Chaz nodded and consulted his phone. ‘Hey, listen. Why don’t you two come over this Saturday. How long is it since we’ve done that, eh?’

It was eleven months. I could wait another eleven years. There’s no reason why best friends’ spouses should get on but, fuck me, ours were like Israel and Hamas. Louise was earthy, tough and bloody-minded while Lisa was sophisticated, tough and bloody-minded. They shared not a single view on the state of the planet, politics, religion, Kylie’s hair - you get the idea. It must have been fun to watch, unless you were me. ‘I don’t know, Chaz.’

’Saturday after then.’

It felt odd walking the kids to the school bus stop in my track suit and trainers. For the last three years I’d carried out this pleasant task dressed in one of my mid-to-upper-range M & S suits - we’re talking three figures - pinchy leather shoes and, in winter, the fleece-lined mac my Dad left me. Today, the chill biting through my insubstantial layers, I kissed their cool, ruddy cheeks and waved them off wondering whether the other parents were watching. From the window of the bus, Millie held up a fluffy brown teddy bear and motioned for me to wave it goodbye, same as she did every day. I waved. It never felt ridiculous.

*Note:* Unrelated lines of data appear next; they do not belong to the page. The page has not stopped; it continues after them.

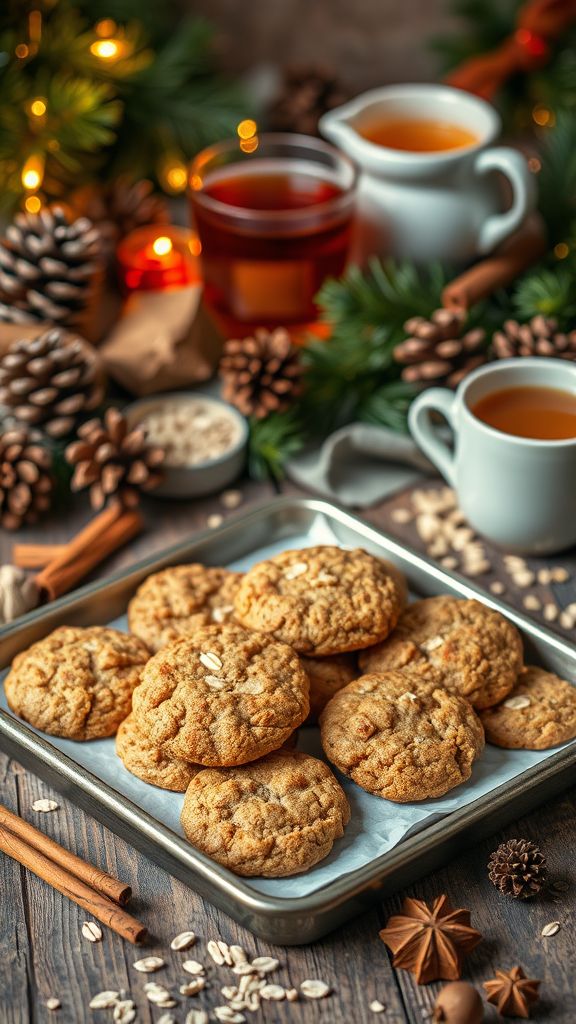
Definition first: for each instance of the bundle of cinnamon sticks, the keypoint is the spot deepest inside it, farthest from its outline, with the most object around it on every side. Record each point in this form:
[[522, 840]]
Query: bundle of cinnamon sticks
[[96, 892]]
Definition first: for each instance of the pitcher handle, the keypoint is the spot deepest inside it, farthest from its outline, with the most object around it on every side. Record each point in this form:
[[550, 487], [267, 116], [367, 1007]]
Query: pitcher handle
[[441, 400], [510, 163]]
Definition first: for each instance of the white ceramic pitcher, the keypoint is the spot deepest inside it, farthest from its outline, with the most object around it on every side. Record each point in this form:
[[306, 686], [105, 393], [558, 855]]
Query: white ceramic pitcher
[[444, 205]]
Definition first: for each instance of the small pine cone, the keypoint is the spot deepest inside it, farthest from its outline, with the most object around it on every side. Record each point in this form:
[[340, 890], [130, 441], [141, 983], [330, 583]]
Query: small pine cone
[[114, 461], [518, 868], [50, 380], [47, 267], [305, 94], [539, 337], [437, 350], [261, 374], [26, 478]]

I turned and headed, unconsciously, towards the station, then stopped and turned again hoping that this somehow looked like part of the plan. How I yearned to be opposite The Smiler on the tube this morning; I’d have forgiven him everything. I trudged back towards home where I knew Lisa would be painting the finishing touches onto a face which required no make-up. We’d barely grunted at each other over breakfast, but that wasn’t unusual. It was the first day of a new term, a school day, and was typically tense and chaotic. We’d been like ships colliding noisily in the morning and getting quite pissed off about it. Lisa helped the girls with their uniforms and bags while I buttered toast, slopped juice into plastic cups and made grim packed lunches. I’m sure, when I was seven or eight, I just got myself up, made breakfast and made my way to school without troubling my parents, so either we were less mollycoddled in those days or they didn’t give a toss. Given my mother used to leave me out in the garden in my pram in all weathers (‘we all did it’), I’m plumping for the latter. Maybe That’s why I’m so hard?

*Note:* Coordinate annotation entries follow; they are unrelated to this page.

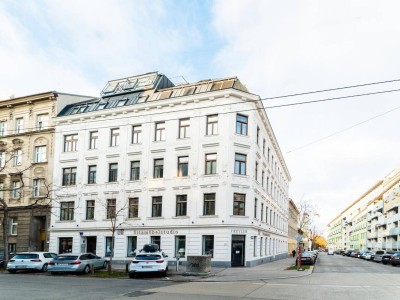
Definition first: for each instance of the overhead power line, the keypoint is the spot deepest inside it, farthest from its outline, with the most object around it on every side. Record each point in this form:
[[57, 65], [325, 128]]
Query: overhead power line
[[344, 129], [332, 89]]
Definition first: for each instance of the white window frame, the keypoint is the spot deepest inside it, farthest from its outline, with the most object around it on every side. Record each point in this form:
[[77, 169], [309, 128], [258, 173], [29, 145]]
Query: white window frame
[[42, 121], [40, 153]]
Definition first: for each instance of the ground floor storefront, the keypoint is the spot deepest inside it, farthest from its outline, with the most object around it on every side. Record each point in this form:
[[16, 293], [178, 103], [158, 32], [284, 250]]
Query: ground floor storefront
[[229, 246], [27, 229]]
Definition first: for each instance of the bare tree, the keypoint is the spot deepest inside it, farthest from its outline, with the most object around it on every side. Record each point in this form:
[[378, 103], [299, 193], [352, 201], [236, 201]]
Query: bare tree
[[115, 214]]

I stopped off at the newsagent to buy The Times. Was the rest of the world in as much shit as me? As I emerged into the piercing January sun, I realised I couldn’t face Lisa, so I doubled back and headed for The Hungry Horse, a local workmen’s café I’d always promised myself I’d visit one day. I used to pass it on the way to the station and occasionally stop and peer through the condensation, salivating at the wall-to-wall eggs, bacon and insanely fat sausages served up by a strangely slender Italian woman in an apron. I ordered a bacon sarnie and a cup of tea of so solid a brew, I could have turned it out and eaten it like blancmange. The sandwich, loosely contained within thick-sliced bread walls buttered with great flat slabs of yellow grease, was succulent, overfilled and spectacularly calorific. Throwing caution and a probable cholesterol overdose to the wind, I ordered another. I scanned The Times, conscious of the fact that it wasn’t the newspaper du jour in The Hungry Horse, earning several suspicious glances, not least from a couple of heavily-set blokes in paint-spattered sweat pants on the next table. But it was nothing I couldn’t handle. I’m pretty tough with glances. It occurred to me that I was one of them now, a guy in a track suit who didn’t go into an office in a fancy suit, a guy who drank bitter tea in a greasy spoon and scoffed animal fat. Except, of course, they had jobs to go to. And were a bit rough.

Lisa had gone by the time I dawdled home, burping and deep-breathing all the way as I did battle with a bout of coruscating heartburn. The house was deafeningly quiet. Only the pulse beating in my ears and the faint, occasional swish of traffic outside broke the silence. I flicked the TV on for company and watched a grim confessional show while I ate a slice of toast to combat the instant boredom. If nothing else, it forced the acid back into my stomach, delaying a no doubt fiercer assault later on. I took a couple of pre-emptive Gaviscons, washing them down with a cup of tea and a Tracker.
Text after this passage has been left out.